Wow. I didn’t know there were contraptions to help keep a pregnant belly up, but from that picture, I can see why!! Oh my gosh….the fact that you’re standing seems like some sort of engineering miracle.
That STINKS about the other chick’s insurance!!!
You look MARVELOUS, Diane! When was the last time you saw your feet?
How much bigger can you get? Well, I carried my guys for 37 weeks, and the last 2 weeks I could not fit behind the wheel of our Volkswagen beetle and could barely fit through the passenger side door…and I started the pregnancy at 108 pounds!

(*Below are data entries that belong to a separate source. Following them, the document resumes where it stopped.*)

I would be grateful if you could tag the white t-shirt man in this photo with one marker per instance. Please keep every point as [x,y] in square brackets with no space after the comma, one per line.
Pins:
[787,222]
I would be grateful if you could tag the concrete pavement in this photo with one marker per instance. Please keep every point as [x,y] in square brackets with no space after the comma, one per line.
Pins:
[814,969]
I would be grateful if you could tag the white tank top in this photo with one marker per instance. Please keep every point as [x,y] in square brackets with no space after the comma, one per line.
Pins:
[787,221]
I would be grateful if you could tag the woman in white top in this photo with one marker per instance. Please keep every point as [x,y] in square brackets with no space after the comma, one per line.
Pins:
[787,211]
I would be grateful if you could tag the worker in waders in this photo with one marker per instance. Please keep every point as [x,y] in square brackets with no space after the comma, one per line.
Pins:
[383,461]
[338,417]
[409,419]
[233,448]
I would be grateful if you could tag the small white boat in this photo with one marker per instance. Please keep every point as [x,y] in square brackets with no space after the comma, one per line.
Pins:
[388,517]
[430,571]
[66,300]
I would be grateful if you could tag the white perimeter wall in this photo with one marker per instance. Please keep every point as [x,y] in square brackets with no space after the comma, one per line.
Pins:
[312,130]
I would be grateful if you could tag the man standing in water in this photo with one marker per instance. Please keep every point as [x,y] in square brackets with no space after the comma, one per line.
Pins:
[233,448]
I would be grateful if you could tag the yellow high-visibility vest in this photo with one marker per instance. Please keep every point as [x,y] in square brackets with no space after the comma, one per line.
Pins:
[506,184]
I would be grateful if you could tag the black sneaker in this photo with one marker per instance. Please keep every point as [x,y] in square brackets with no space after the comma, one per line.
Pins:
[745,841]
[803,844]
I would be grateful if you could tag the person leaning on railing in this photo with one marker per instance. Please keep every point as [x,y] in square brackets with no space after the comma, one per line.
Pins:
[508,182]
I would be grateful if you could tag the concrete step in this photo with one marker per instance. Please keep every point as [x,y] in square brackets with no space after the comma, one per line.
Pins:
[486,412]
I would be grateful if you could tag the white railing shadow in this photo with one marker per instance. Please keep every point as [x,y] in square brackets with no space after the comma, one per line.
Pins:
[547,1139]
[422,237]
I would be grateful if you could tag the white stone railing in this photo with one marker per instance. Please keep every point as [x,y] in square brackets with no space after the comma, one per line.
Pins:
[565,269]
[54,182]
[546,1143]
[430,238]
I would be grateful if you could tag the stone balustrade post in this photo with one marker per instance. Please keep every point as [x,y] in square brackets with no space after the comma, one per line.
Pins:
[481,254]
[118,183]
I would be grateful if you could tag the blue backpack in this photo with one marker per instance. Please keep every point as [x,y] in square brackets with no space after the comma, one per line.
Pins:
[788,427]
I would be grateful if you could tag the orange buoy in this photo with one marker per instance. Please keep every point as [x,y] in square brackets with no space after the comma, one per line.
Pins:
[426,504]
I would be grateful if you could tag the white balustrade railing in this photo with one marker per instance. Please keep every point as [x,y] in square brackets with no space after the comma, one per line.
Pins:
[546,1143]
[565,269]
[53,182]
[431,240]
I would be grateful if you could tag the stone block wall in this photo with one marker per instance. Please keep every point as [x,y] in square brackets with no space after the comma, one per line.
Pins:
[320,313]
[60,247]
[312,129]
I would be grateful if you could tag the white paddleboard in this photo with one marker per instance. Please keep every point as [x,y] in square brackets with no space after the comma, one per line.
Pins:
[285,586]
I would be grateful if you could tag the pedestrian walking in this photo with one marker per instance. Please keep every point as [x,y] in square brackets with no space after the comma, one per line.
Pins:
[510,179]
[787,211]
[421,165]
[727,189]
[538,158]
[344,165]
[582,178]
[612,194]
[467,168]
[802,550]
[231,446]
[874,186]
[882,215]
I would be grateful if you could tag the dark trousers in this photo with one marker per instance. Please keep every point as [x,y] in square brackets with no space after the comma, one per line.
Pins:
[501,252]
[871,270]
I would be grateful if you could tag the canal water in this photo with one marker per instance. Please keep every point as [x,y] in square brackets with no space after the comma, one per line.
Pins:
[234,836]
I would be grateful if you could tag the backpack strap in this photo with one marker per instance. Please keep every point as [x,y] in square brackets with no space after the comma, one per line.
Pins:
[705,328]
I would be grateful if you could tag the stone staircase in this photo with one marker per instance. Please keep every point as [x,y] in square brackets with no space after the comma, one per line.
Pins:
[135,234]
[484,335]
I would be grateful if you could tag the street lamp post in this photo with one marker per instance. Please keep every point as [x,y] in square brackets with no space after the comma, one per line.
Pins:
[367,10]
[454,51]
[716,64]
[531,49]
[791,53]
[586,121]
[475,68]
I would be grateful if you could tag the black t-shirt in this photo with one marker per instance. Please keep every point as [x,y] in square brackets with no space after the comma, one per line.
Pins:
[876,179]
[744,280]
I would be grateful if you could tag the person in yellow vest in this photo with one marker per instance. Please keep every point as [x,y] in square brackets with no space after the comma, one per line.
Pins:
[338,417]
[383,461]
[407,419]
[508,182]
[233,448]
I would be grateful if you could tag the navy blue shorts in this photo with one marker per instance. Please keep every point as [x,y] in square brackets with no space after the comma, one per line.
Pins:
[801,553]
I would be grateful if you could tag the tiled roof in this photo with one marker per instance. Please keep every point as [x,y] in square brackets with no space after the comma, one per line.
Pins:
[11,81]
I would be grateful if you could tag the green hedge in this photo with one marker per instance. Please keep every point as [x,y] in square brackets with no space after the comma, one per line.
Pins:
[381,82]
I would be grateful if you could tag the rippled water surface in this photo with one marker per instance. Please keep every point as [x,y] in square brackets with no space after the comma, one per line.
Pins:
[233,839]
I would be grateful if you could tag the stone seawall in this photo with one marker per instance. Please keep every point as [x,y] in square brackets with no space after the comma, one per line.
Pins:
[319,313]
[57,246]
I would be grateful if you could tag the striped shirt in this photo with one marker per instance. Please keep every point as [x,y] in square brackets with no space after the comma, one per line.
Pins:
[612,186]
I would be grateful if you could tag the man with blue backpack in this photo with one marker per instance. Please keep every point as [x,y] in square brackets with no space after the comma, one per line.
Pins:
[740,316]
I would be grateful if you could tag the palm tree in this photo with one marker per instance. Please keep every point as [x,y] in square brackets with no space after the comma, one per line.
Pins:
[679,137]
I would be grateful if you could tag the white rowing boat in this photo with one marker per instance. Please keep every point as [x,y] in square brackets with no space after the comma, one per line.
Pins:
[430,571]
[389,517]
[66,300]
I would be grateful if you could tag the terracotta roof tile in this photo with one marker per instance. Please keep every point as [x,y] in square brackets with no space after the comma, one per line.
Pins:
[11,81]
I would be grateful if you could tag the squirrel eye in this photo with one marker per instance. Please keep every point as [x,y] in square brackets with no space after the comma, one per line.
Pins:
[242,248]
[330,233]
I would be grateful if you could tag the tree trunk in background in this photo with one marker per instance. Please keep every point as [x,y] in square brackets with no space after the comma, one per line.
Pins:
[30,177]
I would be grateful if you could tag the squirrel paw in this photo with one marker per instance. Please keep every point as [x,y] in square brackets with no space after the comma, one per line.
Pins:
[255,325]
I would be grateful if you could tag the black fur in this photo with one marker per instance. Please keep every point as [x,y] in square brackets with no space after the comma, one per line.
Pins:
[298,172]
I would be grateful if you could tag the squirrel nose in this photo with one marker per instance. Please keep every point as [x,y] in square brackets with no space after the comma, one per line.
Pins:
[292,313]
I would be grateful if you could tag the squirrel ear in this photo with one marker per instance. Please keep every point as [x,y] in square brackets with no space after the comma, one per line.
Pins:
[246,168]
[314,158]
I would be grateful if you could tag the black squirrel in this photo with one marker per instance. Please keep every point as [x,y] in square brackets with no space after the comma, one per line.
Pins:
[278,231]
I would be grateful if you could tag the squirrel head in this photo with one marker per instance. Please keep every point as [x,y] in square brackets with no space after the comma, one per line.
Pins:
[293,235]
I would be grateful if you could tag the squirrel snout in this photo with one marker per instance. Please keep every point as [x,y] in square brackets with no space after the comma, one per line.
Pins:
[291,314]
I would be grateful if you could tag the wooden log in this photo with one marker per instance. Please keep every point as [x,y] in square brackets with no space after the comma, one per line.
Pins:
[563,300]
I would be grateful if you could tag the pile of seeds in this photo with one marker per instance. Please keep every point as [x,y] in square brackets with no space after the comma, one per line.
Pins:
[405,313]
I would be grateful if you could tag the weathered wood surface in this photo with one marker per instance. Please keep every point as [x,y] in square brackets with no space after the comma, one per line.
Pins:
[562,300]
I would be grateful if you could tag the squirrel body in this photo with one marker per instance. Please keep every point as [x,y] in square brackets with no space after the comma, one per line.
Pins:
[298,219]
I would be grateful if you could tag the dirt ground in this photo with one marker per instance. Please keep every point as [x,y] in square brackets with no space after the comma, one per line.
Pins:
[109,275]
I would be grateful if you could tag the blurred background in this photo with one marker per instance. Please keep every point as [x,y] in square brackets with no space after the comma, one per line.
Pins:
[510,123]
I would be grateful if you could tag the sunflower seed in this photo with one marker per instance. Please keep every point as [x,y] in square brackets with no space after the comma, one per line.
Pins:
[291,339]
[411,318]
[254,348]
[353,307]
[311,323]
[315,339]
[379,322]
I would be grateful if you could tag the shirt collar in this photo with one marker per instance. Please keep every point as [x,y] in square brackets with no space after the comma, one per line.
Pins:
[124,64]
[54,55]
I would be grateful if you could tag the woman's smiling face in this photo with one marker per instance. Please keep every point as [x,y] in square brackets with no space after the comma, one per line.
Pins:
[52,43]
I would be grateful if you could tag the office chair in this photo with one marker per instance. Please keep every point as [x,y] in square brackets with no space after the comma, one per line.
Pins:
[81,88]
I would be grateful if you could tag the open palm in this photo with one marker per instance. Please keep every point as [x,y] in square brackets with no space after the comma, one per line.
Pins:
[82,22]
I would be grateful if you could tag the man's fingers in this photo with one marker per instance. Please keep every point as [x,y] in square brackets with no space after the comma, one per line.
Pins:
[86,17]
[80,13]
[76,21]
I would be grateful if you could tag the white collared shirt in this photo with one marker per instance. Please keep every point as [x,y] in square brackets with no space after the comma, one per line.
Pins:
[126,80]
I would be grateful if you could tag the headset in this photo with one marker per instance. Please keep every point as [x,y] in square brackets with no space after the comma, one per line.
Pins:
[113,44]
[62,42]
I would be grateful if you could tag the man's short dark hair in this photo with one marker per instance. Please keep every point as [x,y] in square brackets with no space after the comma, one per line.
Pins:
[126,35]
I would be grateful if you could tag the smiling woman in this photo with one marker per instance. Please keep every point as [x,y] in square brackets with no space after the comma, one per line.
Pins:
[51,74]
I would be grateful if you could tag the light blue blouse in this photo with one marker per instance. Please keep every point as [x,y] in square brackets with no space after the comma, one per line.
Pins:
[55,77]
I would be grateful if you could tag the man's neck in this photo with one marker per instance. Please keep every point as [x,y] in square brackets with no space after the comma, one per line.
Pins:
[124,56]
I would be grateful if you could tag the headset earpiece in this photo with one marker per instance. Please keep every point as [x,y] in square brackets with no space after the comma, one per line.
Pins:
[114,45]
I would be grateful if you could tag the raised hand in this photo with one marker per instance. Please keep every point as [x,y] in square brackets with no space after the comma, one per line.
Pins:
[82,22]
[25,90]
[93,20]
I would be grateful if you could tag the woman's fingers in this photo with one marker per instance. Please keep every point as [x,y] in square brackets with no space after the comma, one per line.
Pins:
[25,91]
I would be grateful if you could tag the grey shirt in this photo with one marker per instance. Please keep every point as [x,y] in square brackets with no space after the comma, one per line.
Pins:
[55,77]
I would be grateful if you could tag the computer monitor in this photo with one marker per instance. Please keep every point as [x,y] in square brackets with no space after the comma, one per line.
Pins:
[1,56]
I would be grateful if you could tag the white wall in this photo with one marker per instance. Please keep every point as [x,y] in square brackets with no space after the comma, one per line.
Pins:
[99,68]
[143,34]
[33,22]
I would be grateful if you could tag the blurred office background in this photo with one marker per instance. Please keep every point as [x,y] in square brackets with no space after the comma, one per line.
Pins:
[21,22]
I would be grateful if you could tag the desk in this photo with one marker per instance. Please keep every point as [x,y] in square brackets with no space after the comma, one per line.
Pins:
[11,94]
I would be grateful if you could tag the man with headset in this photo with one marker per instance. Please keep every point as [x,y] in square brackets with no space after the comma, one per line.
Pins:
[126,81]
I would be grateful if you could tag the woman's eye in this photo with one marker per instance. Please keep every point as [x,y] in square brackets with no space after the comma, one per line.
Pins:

For me, it was all about the wonderful foot and tummy rubs at the end of the day. I worked full-time until a week before my kiddos were born, and no day ended well without a foot and tummy massage. Geoff and Sean loved it, too. Hint, hint, Matt!
Hugs to you all!
Yes, that contraption is a life saver. The only problem with it is that it really bites into me when I sit at home while wearing it. Although, the one day last week when I forgot to wear it to work, I could hardly walk by the time I went home.
Feet? I’m not sure they’re feet anymore. They’re just the big swollen sore things at the ends of my legs. My calves are swollen to almost the size of my thighs, and my knees finally swelled up the other day. It just ain’t pretty anymore!